3.3. Apport méthodologique

Deux éditions se distinguent des autres par le sérieux de leur approche : celles de Stoer et de Marquis. Jacob Stoer est le seul héritier « légitime » du Dictionaire françois-latin, Jacques Dupuys, imprimeur-éditeur de la quatrième édition de 1573, lui ayant demandé d'imprimer la cinquième édition [11]. Stoer prend soin dans ses préfaces d'expliquer la genèse de son édition et en partie la nature de ses révisions. Pierre Marquis, serviteur dévoué de son père et du libraire Jean Pillehotte, se fait aussi un devoir de détailler la provenance de ses matériaux et son propre rôle. Jean Baudoin, Jaques Voultier, Guillaume Poille et Pierre de Brosses sont simplement nommés comme auteurs-pourvoyeurs de révisions [12].

La méthode de Stoer se caractérise par l'utilisation de différents symboles pour indiquer les archaïsmes et les ajouts de mots français et d'équivalents latins ; l'addition, dans le corps d'un alinéa existant, de remarques de prononciation largement codifiées et d'informations linguistiques diverses (orthographe, usage, variantes, synonymes, étymologie) ; l'ajout de plusieurs longs alinéas (empruntés à François Ragueau).

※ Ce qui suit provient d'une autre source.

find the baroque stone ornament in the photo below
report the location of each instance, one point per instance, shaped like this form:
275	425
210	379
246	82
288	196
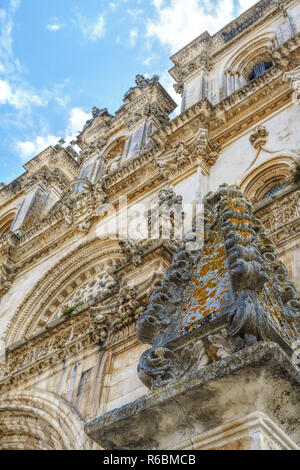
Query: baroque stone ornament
79	209
229	294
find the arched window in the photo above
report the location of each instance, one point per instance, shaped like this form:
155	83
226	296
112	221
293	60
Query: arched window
274	190
259	69
267	179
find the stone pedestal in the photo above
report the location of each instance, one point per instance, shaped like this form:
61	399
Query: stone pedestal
223	326
246	401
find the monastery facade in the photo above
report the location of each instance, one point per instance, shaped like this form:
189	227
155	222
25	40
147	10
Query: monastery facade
83	256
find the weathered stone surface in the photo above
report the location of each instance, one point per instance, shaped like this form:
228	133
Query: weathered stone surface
257	379
234	280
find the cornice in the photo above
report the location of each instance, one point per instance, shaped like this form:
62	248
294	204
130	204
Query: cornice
217	44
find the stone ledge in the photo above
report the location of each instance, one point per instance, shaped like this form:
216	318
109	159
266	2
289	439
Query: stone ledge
261	378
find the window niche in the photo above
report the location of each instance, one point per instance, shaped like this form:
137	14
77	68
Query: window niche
257	67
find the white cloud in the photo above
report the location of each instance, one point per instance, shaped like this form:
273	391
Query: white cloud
245	4
54	25
176	23
91	30
29	148
77	119
19	97
133	36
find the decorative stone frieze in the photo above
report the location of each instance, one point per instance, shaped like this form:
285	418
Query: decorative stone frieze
258	137
293	77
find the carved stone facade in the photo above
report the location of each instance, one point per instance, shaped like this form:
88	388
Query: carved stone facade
100	258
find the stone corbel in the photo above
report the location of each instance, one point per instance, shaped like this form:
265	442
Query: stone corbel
293	77
205	151
7	267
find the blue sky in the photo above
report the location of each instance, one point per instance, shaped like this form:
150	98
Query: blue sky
59	58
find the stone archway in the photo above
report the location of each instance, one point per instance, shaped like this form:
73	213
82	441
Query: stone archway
258	181
59	283
35	420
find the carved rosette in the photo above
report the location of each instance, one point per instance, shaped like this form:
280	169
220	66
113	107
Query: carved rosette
79	210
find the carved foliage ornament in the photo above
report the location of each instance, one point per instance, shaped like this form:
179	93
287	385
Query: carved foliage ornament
237	271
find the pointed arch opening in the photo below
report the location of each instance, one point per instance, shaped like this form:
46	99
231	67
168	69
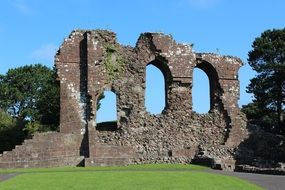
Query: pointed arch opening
200	91
157	76
206	89
106	116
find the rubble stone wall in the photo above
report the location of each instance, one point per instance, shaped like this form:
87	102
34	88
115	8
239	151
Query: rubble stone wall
92	61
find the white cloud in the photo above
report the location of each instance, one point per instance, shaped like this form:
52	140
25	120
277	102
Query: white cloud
22	7
203	3
45	53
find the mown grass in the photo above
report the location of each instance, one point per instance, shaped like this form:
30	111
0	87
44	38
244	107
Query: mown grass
134	177
143	167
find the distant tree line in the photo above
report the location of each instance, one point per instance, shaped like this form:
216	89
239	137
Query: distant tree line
29	103
267	58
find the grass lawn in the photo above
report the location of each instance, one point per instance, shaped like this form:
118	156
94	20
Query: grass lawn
132	177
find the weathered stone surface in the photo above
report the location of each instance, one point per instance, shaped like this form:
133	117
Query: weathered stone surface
89	62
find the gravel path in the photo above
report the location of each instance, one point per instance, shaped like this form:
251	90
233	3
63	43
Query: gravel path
269	182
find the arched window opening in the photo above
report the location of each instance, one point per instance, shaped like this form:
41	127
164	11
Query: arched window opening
106	116
155	93
200	91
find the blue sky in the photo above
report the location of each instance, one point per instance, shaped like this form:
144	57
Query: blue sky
32	30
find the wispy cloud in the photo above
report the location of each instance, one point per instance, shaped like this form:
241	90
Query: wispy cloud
203	3
45	53
22	7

Stoer peut être considéré comme un vrai réviseur : le rapport des alinéas augmentés aux alinéas nouveaux est de 7 à 1 [13]. Dans les autres éditions le rapport est inversé. La méthode de base de celles-ci consiste à faire des annotations dans les marges d'un exemplaire d'une précédente édition du dictionnaire [14] ; les annotations sont par la suite généralement imprimés en alinéas indépendants placés dans le texte à des endroits plus ou moins appropriés. La méthode des annotations marginales se prête surtout à des alinéas courts ; l'édition de Poille en est le modèle par excellence. Des alinéas construits se trouvent chez Marquis et Voultier. Dans le cas de Marquis, il s'agit de listes d'épithètes ronsardiennes élaborées vraisemblablement par son père [15]. Dans celui de Voultier, il y en a de trois sortes : des emprunts au Thresor de Nicot ; la réunion en un de plusieurs alinéas existants ; quelques développements de polysémie [16]. Typiques aussi de la méthode de Voultier sont l'emploi à l'intérieur d'un alinéa du pied-de-mouche pour distinguer les différents sens d'un mot et le grand usage de la copule Voyez (parfois codifiée en V.) pour signaler des synonymes [17]. Le trait distinctif de l'édition de Poille est la copule passe-partout pour dans la formule « X pour Y » [18]. [18a]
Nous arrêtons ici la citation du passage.